Unlike the other games we’ve looked at thus far, TaleSpin doesn’t allow the game to be played in an order chosen by the player. Instead, it follows a linear set of levels allowing for airplane upgrades inbetween each stage. The upgrade station — a Capcom staple by this point — adds some flair to the game allowing for speed boosts and extra lives, amongst other things all at the choice of the player. The upgrades come with much joy, as initially Baloo is slow and cannot fire more than a single round at a time. Unfortunately this is an upgrade system that serves to bring the player up to a reasonable level, instead of making them incredibly powerful, causing the early portions of the game to be somewhat uneventful and sluggish.

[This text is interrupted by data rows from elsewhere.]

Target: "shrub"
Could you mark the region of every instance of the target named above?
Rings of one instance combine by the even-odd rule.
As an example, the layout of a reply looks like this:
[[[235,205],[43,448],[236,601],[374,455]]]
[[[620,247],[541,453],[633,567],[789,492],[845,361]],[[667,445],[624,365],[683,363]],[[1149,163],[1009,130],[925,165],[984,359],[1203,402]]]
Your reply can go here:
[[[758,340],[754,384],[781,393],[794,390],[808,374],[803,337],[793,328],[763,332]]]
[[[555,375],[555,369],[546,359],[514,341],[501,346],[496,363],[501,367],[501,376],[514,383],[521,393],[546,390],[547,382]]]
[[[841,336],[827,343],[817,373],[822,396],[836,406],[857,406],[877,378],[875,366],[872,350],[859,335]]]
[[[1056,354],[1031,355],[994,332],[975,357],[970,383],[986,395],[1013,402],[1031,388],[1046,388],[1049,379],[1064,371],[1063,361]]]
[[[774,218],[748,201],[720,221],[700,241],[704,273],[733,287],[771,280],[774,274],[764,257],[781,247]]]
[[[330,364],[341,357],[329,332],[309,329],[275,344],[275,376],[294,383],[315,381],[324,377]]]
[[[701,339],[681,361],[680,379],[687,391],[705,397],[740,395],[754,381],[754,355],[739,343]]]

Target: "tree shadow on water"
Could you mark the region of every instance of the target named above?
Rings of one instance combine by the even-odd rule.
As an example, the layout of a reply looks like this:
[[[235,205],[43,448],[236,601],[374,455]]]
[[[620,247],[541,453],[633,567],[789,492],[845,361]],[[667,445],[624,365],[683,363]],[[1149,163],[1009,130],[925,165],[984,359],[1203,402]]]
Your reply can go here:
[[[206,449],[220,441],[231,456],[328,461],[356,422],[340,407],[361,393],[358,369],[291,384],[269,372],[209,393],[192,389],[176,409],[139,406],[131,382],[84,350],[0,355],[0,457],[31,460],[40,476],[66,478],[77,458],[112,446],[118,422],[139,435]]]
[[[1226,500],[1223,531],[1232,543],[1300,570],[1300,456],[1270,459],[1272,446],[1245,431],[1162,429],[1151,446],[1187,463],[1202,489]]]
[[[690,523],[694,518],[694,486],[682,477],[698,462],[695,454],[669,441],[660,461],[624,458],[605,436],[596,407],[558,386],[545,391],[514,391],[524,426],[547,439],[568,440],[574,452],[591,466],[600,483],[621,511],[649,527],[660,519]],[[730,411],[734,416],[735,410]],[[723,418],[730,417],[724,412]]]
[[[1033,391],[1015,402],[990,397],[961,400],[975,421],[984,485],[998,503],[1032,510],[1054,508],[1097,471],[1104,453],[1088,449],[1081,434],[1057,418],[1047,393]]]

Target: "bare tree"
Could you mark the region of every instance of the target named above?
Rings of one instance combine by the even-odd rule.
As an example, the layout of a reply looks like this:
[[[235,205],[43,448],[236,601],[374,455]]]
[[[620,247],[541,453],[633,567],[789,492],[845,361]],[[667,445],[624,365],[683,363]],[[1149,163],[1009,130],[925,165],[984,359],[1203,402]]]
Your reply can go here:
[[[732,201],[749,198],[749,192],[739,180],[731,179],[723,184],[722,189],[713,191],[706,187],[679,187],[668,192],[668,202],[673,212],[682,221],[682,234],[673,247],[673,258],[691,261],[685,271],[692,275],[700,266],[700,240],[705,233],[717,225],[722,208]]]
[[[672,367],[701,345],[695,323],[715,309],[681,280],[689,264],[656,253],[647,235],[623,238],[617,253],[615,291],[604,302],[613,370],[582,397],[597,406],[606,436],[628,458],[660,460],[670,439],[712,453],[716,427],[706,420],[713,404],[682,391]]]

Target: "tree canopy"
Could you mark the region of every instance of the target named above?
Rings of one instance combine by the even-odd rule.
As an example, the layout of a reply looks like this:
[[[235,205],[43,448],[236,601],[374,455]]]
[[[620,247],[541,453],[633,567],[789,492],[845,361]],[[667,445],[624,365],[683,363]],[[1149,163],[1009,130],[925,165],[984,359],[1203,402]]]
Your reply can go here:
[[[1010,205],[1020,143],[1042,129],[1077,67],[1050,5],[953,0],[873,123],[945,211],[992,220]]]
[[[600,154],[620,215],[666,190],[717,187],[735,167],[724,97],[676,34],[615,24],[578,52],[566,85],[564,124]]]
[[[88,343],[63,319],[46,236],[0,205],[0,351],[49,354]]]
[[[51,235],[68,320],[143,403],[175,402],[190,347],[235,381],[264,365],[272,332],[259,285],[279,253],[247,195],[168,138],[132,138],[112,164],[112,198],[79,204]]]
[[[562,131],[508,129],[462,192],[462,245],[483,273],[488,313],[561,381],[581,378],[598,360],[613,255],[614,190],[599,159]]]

The graphics and sound don’t fare too much better, with small low-detail sprites and tinny uninspired music. While the game gets points for its unique, genre-bending ideas, it falls short on actual gameplay or presentation quality. Exploration isn’t something you often see in shooters of this nature, and while TaleSpin allows for some, it rarely leads to much, giving the feeling of a rushed product filled with unreached potential. The music evokes themes from the television show, but lacks the love put into something like Darkwing Duck or Duck Tales. A playthrough will take no more than 30 minutes, making it a rather brief experience.


In the end, TaleSpin is a unique romp, but nothing you’d necessarily need to see to complete the NES experience. However, there are some interesting ideas set in motion, and a remake or sequel today could be incredibly entertaining. TaleSpin HD Remix, Capcom? Please?